The food and drink industry is seeking a temporary relaxation of competition law to aid no-deal Brexit planning, but experts predict the government is unlikely to comply.
It emerged today that the Food and Drink Federation has been lobbying the government for a formal assurance from the government that retailers and suppliers can work together in the public interest to plan and alleviate problems that might arise from a no-deal.
Under current competition law, it is illegal for retailers and suppliers to discuss supply and price of goods with each other. Any breaches of these rules can lead to fines from the Competition and Markets Authority running into the millions of pounds.
The FDF is seeking a “letter of comfort” from the watchdog to ensure this would not be the case in relation to critical Brexit planning.
“Competition law is important, but in the event of no-deal disruption, if the government wants the food supply chain to work together to tackle likely shortages – to decide where to prioritise shipments – they will have to provide cast-iron written reassurances that competition law will not be strictly applied to those discussions.

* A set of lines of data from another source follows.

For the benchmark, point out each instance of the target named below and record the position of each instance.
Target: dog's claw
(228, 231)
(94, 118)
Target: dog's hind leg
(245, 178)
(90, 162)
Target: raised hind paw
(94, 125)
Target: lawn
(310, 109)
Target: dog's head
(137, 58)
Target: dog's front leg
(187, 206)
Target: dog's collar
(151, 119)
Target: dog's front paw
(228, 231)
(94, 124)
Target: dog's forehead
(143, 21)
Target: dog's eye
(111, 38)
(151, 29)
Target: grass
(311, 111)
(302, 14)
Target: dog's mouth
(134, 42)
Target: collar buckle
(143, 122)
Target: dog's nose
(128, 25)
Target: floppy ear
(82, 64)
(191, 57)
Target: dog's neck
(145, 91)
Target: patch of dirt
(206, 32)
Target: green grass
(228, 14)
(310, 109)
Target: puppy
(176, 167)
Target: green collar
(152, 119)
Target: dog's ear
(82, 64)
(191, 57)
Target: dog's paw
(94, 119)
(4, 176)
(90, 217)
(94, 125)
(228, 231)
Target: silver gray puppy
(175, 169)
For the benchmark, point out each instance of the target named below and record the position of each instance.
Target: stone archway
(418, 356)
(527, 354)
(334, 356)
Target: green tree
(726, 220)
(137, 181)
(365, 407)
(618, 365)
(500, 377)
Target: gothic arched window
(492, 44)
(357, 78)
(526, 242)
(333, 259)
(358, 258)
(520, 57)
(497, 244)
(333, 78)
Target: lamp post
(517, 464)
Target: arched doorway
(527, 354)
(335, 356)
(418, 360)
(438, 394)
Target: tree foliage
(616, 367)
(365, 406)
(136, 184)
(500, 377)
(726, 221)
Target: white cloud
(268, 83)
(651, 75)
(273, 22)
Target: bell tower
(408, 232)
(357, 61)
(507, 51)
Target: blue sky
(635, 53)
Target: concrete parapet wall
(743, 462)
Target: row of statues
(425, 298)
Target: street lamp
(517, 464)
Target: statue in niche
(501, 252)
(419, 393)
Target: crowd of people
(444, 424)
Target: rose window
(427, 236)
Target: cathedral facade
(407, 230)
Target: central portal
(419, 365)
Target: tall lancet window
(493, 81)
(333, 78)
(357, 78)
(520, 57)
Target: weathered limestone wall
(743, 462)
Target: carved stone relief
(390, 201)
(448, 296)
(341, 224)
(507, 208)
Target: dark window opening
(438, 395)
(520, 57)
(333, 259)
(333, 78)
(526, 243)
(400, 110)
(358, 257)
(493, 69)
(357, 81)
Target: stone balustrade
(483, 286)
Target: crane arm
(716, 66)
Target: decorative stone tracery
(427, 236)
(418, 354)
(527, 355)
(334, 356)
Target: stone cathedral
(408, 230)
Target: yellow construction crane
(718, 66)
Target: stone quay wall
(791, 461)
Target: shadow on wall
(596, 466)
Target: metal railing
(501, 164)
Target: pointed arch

Without such assurances, any such collaboration would risk incurring large fines from the CMA,” said FDF chief operating officer Tim Rycroft.
“We asked for these reassurances at the end of last year and, despite support from Defra, we’re still waiting. Hopefully, now that Michael Gove is in charge of all no-deal planning, we can make progress.”
However, competition lawyers today suggested it was unlikely any such changes would be put in place.
“The CMA and its predecessor, the OFT, are not known for readily relenting and allowing the relaxation of competition laws,” said Caroline Hobson, a competition partner at law firm CMS. “The food sector will need to set out clearly the parameters of what they want to do and achieve. Most importantly, the sector will need to present exceptional and compelling arguments to convince the CMA that co-operation is absolutely essential for the public interest, and not merely a nice-to-have.”
Mark Jones, partner at Gordons, agreed.
“I think there is little prospect of the government relaxing competition laws to help retailers manage the supply chain. While the FDF may be pushing for the relaxation, it would be a surprise if retailers or suppliers had a huge appetite to co-ordinate supplies in the wake of Brexit,” he said.
“The ‘big four’ control almost 70% of the market and if any of them have a supply chain advantage post-Brexit, it offers them an opportunity to gain market share. I cannot see them wanting to help their competitors. They will want to help their own customers.
“As to suppliers, if they can sell the stock they have, they will, and they may well be able to make a better profit if supply is tight. If they cannot sell or use their raw materials, there is nothing stopping them picking up the phone to their competitors and selling raw materials now. Relaxing rules on anti-competitive behaviour is, in my view, unlikely to help shortages and I cannot see the government going for it.”
The FDF also revealed its latest quarterly business confidence survey found that 25% of its members were more prepared for a no-deal than in March/April, while 18% were less prepared and 57% said they are as prepared now as they were at the time of the original Brexit date.
However the survey, carried out between 21 June and 8 July, also found that business confidence had fallen by 38 percentage points since the FDF began tracking it in Q1 2018.
Almost half of businesses (47%) reported increased stockpiling costs as a key impact on their business in the last quarter, while 39% of respondents reported a decline in the availability of warehousing as a key impact.
All of the top five risks identified by FDF members were Brexit related. They were: the risk of a ‘no-deal Brexit’, exchange rate volatility, cost of ingredients, UK import tariff uncertainty, and border/customs issues.